Marta Orolinová in 2022
Marta Orolinová in 2022
photo: Paměť národa

Marta Orolinová, née Pardubová, was born in Vsetín on 2 May 1953 as the elder of two children to parents Hana Pardubová and Jiří Parduba. Her parents were teachers who had a strong bond to the folkloric music and were members of the Sokol sports association. The father was a co-founder of the Vsacan folkloric ensemble in Vsetín. When he completed high school, he was on forced deployment in the Vsetín arms factory and was involved with the resistance movement. After 1948, the witness’s paternal grandparents’ hairdressing salon and barber shop were nationalised, and grandfather Jaroslav Parduba was imprisoned for subversive activity, having disseminated anti-communist leaflets.
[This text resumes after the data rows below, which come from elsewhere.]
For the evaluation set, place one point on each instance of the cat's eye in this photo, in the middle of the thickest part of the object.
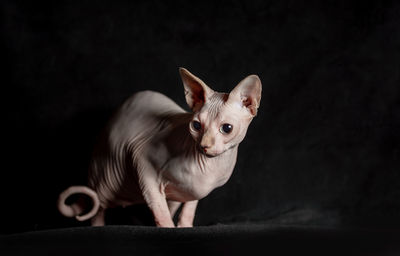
(226, 128)
(196, 125)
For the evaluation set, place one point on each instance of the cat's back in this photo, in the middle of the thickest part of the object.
(141, 113)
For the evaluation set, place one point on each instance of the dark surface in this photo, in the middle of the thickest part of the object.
(249, 239)
(323, 151)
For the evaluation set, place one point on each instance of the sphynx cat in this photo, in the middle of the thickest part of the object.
(155, 152)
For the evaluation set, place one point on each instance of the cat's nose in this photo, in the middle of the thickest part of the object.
(204, 148)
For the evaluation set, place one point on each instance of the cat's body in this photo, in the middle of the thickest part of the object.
(154, 152)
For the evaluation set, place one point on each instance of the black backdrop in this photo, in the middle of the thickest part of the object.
(324, 149)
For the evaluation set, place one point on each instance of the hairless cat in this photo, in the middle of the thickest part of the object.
(155, 152)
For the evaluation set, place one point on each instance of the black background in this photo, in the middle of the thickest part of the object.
(324, 149)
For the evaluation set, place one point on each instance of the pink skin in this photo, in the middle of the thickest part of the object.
(153, 152)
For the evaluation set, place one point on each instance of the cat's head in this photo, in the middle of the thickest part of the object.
(220, 120)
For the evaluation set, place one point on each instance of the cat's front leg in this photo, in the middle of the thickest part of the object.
(173, 207)
(154, 195)
(187, 214)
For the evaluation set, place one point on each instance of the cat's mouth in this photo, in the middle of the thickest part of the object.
(207, 154)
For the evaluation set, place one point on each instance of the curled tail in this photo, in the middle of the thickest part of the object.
(74, 210)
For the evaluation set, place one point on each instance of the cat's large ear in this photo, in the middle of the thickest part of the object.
(196, 91)
(248, 94)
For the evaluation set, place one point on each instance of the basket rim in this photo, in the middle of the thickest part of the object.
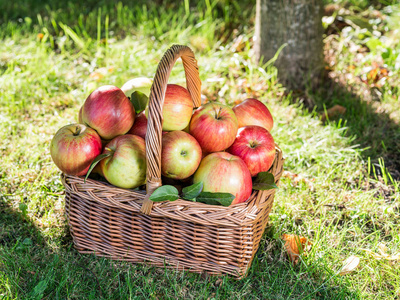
(132, 200)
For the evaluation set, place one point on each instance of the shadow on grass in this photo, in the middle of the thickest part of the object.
(373, 131)
(33, 269)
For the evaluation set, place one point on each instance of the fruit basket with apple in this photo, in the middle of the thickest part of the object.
(195, 194)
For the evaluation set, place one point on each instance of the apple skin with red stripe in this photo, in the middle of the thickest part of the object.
(222, 172)
(253, 112)
(256, 147)
(214, 126)
(74, 147)
(108, 111)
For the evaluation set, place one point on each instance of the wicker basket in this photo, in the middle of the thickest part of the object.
(115, 222)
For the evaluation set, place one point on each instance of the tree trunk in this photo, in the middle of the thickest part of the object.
(298, 23)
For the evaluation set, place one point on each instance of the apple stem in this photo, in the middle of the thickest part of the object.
(77, 130)
(218, 113)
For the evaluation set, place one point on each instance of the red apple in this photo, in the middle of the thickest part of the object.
(126, 167)
(256, 146)
(214, 126)
(139, 126)
(80, 121)
(180, 155)
(74, 147)
(253, 112)
(177, 109)
(225, 173)
(108, 111)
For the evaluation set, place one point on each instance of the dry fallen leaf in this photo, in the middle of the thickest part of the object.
(350, 265)
(333, 112)
(295, 245)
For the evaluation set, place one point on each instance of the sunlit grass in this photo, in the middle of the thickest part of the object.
(329, 194)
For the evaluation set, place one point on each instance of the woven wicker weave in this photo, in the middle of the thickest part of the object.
(109, 221)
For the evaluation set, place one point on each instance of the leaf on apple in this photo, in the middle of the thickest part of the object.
(224, 199)
(165, 193)
(95, 161)
(264, 181)
(192, 191)
(139, 101)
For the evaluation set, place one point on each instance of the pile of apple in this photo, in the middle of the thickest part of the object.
(221, 147)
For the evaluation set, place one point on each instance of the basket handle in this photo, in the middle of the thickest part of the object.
(155, 119)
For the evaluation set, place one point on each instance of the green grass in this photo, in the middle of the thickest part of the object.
(346, 201)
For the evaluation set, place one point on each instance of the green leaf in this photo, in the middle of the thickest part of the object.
(165, 193)
(224, 199)
(264, 181)
(27, 242)
(95, 161)
(24, 208)
(139, 101)
(192, 191)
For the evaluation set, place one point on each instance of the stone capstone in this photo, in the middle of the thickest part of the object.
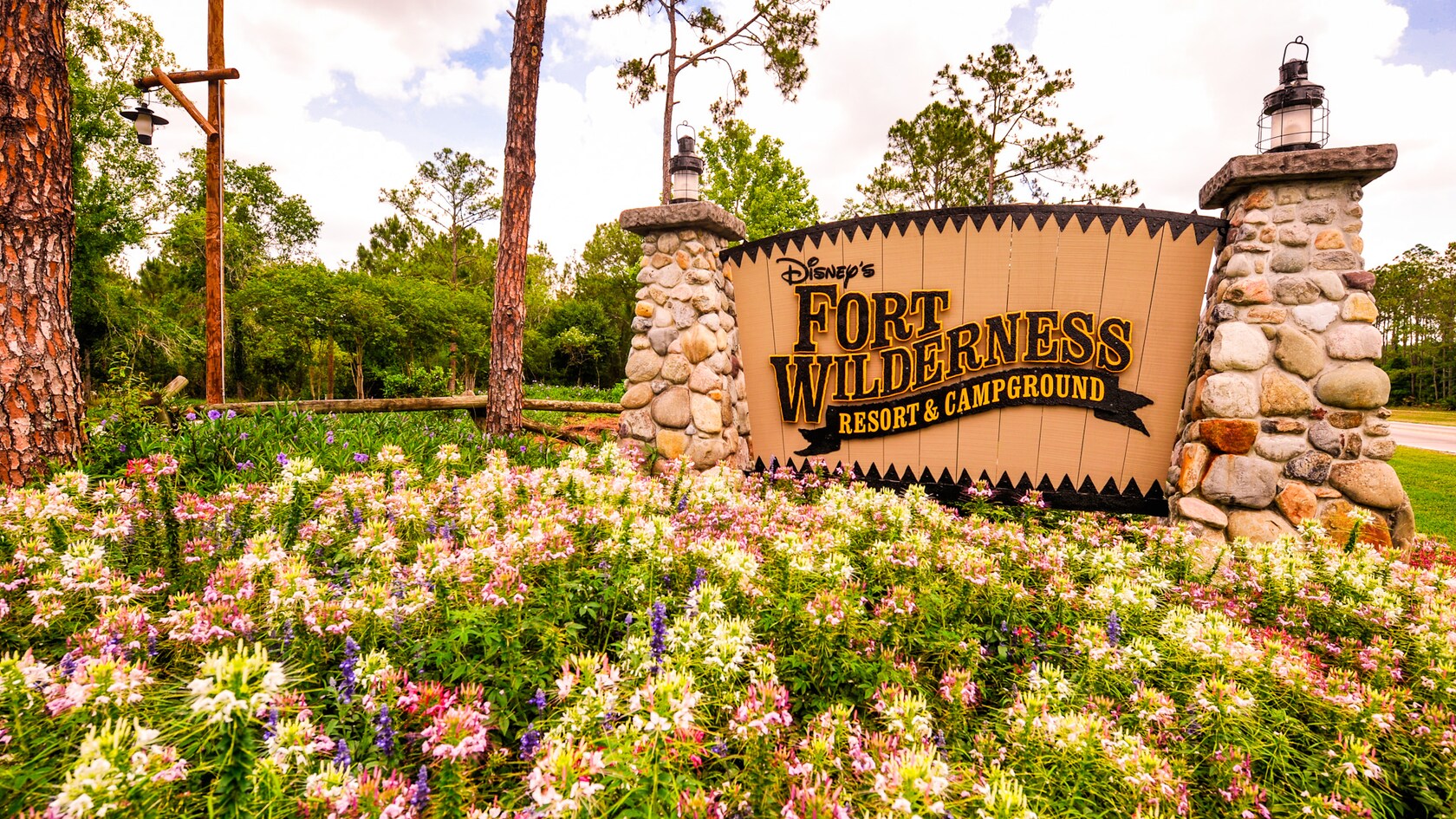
(1368, 483)
(1241, 480)
(1355, 387)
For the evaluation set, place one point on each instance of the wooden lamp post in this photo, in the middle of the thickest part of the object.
(211, 124)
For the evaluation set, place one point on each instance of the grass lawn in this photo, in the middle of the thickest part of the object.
(1430, 480)
(1424, 416)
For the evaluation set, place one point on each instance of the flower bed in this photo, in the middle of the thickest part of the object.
(405, 641)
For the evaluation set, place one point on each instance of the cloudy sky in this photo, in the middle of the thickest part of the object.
(346, 96)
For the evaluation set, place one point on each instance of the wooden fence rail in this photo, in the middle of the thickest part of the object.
(415, 406)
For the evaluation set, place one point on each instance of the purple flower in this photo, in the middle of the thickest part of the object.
(530, 741)
(421, 797)
(385, 731)
(351, 658)
(659, 634)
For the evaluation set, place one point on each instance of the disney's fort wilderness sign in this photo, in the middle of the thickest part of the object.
(1027, 346)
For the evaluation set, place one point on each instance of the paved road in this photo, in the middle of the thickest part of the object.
(1424, 436)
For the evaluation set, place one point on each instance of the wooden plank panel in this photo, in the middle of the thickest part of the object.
(1081, 271)
(1132, 264)
(756, 341)
(903, 270)
(1032, 263)
(944, 270)
(987, 273)
(868, 250)
(1173, 321)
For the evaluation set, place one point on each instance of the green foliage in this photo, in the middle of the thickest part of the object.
(756, 183)
(995, 132)
(1417, 295)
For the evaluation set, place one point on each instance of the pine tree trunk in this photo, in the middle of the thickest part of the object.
(503, 413)
(40, 380)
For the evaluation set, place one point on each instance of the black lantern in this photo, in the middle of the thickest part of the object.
(1297, 114)
(145, 120)
(686, 166)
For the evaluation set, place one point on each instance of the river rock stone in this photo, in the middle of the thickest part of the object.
(1369, 483)
(1238, 348)
(1232, 436)
(1338, 523)
(1382, 449)
(637, 425)
(1297, 503)
(706, 414)
(1229, 395)
(1265, 314)
(1282, 395)
(672, 444)
(1289, 261)
(1282, 426)
(1297, 290)
(1193, 462)
(637, 395)
(1241, 480)
(1280, 448)
(1316, 316)
(1312, 466)
(1359, 308)
(1250, 292)
(672, 408)
(644, 365)
(1203, 512)
(1299, 352)
(699, 342)
(1260, 526)
(1359, 280)
(676, 367)
(1355, 387)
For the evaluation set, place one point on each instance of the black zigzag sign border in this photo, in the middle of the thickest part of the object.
(1085, 216)
(946, 489)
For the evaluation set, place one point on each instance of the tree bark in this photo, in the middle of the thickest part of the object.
(503, 413)
(40, 374)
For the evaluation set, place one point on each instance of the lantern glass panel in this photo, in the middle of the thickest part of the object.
(1293, 126)
(145, 127)
(685, 185)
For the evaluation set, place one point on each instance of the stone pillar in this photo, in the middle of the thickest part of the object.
(686, 385)
(1284, 419)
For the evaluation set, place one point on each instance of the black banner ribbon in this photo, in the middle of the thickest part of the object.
(1044, 387)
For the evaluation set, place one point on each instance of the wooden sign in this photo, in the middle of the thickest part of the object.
(1031, 348)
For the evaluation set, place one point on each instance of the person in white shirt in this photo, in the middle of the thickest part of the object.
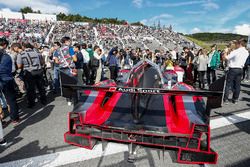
(202, 62)
(236, 61)
(98, 55)
(86, 59)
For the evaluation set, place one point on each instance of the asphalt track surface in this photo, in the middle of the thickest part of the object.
(38, 139)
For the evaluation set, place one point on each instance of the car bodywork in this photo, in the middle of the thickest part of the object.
(145, 107)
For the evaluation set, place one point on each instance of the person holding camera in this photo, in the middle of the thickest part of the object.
(31, 63)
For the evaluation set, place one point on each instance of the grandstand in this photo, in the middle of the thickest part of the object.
(44, 28)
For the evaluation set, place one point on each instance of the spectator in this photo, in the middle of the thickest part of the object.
(57, 58)
(213, 64)
(98, 55)
(7, 84)
(112, 61)
(202, 67)
(189, 57)
(246, 70)
(85, 63)
(31, 63)
(236, 60)
(78, 60)
(3, 142)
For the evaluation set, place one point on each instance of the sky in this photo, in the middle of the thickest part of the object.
(185, 16)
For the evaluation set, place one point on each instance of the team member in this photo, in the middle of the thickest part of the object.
(7, 83)
(31, 62)
(236, 60)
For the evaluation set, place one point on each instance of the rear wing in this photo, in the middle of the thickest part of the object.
(150, 91)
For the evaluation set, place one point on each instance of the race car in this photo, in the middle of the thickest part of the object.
(145, 107)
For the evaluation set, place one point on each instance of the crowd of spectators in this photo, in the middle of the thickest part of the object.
(93, 53)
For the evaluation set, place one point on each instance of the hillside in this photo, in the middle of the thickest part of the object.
(205, 40)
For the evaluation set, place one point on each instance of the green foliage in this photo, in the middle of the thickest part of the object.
(216, 37)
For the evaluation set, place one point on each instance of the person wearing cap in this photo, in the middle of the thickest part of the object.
(31, 63)
(213, 63)
(236, 61)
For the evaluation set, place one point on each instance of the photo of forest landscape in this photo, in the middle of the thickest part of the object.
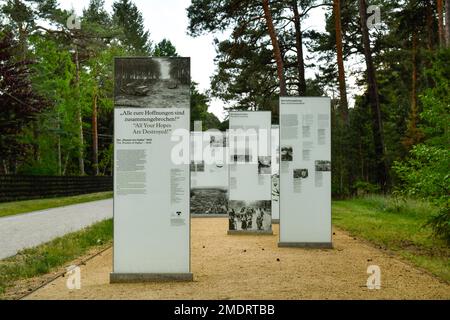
(152, 82)
(209, 201)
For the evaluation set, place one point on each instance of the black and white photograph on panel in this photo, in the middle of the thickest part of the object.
(209, 201)
(217, 140)
(287, 153)
(197, 166)
(152, 82)
(265, 165)
(250, 215)
(323, 165)
(301, 173)
(275, 187)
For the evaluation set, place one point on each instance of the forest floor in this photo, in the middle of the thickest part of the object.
(253, 267)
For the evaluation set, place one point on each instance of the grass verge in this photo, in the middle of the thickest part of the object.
(43, 259)
(13, 208)
(398, 226)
He was in prison in Uherské Hradiště. The family lost their savings as a result of the currency reform in 1953. Due to her ‘cadre profile’, Marta Orolinová faced issues with admission to a university; she eventually completed a grammar school, a two-year healthcare institute, and then the Sanitary Medical School of Charles University. She collected signatures on a petition against the Warsaw Pact armies’ invasion in 1968. She married physician František Orolin in 1976, and the couple have two children. The family lived in Slovakia, then in Gottwaldov, and she and her husband came back to Vsetín after 1991. The witness’s brother Jiří emigrated in 1984. She has worked all her life as a physician in the field that she graduated in. She lived in Vsetín at the time of recording in 2022.